Entrevista a Alberto Lázaro, CEO de Himarcan.
F&H: El uso eficiente de los recursos es hoy más importante que nunca. ¿Qué aporta Himarcan en la búsqueda de esa eficiencia?
Alberto Lázaro (A.L.): “En Himarcan llevamos más de 40 años trabajando con una idea básica en la mente: optimizar el agua y los recursos. Nuestros equipos de fertirriego y sensorización permiten al agricultor dosificar el agua y el abono con una precisión que antes era impensable, adaptándose en tiempo real a lo que el cultivo realmente necesita. No se trata solo de ahorrar, sino de dar a la planta exactamente lo que le hace falta en el momento justo. Esa eficiencia se traduce en menos derroche, menos coste y una agricultura mucho más sostenible”.
F&H: Hablar de una agricultura más sostenible no es solo cuestión de ahorro de agua, sino también de un correcto cuidado de la salud del suelo. ¿Cómo contribuyen a esta última?
A.L.: “Estoy totalmente de acuerdo. El suelo es la base de todo y, si no lo cuidamos, de poco sirve ahorrar agua. Con nuestra sensorización (sondas de conductividad, temperatura de suelo, tensiómetros a distintas profundidades…), el agricultor conoce en tiempo real el verdadero estado de su suelo y puede evitar tanto el estrés hídrico como el exceso de riego, que también daña la estructura y la vida microbiana del suelo. Regar mejor es también cuidar mejor el suelo”.
F&H: ¿Los pasos del sector hacia una agricultura regenerativa suponen una oportunidad para tecnologías como las de Himarcan?
A.L.: “Sin ninguna duda. La agricultura regenerativa necesita datos para tomar buenas decisiones, y ahí es donde entramos nosotros. Nuestra tecnología no sustituye el criterio del agricultor, lo acompaña: le da la información necesaria para regenerar el suelo, optimizar insumos y avanzar hacia modelos más sostenibles sin perder productividad. Vemos esta transición como una gran oportunidad para seguir aportando valor real al campo”.
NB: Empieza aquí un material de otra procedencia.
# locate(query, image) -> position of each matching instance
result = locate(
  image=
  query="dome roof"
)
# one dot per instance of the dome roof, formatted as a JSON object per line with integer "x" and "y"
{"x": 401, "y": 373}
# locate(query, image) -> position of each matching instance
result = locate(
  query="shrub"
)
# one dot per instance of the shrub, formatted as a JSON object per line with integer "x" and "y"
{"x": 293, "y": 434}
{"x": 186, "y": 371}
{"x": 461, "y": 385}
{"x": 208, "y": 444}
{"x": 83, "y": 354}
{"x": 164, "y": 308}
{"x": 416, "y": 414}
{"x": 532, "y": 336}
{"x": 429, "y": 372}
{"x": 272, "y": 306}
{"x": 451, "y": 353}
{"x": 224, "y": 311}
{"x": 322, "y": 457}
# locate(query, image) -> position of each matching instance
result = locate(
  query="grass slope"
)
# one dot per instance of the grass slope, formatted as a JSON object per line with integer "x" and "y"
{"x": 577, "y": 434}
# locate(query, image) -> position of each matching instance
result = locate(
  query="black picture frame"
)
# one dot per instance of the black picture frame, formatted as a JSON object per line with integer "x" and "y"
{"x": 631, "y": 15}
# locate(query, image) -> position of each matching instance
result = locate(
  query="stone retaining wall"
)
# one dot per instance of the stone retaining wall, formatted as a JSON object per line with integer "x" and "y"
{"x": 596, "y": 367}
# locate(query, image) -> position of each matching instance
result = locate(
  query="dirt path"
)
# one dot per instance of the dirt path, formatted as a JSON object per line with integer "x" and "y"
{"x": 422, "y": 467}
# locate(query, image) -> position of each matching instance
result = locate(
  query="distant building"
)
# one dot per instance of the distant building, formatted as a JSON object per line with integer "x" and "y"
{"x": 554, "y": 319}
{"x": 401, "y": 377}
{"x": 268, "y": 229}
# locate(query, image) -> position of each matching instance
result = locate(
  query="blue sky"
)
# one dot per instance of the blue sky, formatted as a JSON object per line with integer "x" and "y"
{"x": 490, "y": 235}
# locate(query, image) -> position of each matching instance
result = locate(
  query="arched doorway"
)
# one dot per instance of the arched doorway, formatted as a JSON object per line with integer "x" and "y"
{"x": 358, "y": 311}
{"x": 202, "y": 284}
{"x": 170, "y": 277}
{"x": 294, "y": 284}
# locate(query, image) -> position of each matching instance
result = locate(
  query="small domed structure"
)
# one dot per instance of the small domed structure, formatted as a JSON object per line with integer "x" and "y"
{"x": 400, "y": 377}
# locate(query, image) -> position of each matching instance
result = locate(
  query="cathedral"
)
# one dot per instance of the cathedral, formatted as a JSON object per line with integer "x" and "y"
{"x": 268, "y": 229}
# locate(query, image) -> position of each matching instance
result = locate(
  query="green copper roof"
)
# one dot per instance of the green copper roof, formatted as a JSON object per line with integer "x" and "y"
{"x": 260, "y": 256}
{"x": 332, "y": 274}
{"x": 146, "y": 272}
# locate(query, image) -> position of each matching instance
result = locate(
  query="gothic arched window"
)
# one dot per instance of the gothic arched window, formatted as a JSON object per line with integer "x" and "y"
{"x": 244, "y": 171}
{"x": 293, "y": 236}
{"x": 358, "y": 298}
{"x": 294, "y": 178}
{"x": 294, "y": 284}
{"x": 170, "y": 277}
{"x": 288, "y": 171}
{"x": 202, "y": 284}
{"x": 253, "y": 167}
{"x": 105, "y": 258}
F&H: El control eficiente de agua o nutrientes tiene un impacto claro en los cultivos, pero ¿mejora también su productividad?
A.L.: “Sí, y los propios agricultores que trabajan con nuestros sistemas lo confirman: mejor aprovechamiento del agua y del abono, menor uso de fitosanitarios porque la planta está más sana, y una mejora clara en cantidad y calidad de la producción. Lo vemos en cada finca: cuando el agricultor riega y abona con precisión, en función de datos reales y no solo de la intuición, el cultivo responde mejor”.
F&H: ¿Qué grado de aceptación está teniendo en el campo su tecnología de sensorización inteligente?
A.L.: “Está teniendo una aceptación muy buena, lo estamos viendo en cada instalación que hacemos dentro y fuera de la provincia. No son solo sensores: es hardware, software y asesoramiento. Esa combinación, junto con el servicio postventa, es lo que realmente marca la diferencia frente a otras soluciones del mercado. Además, incorporamos el concepto de riego por radiación, que va un paso más allá del riego tradicional basado únicamente en el suelo: regamos en función de la luz y la energía que recibe el cultivo en cada momento, lo que permite un ajuste todavía más fino”.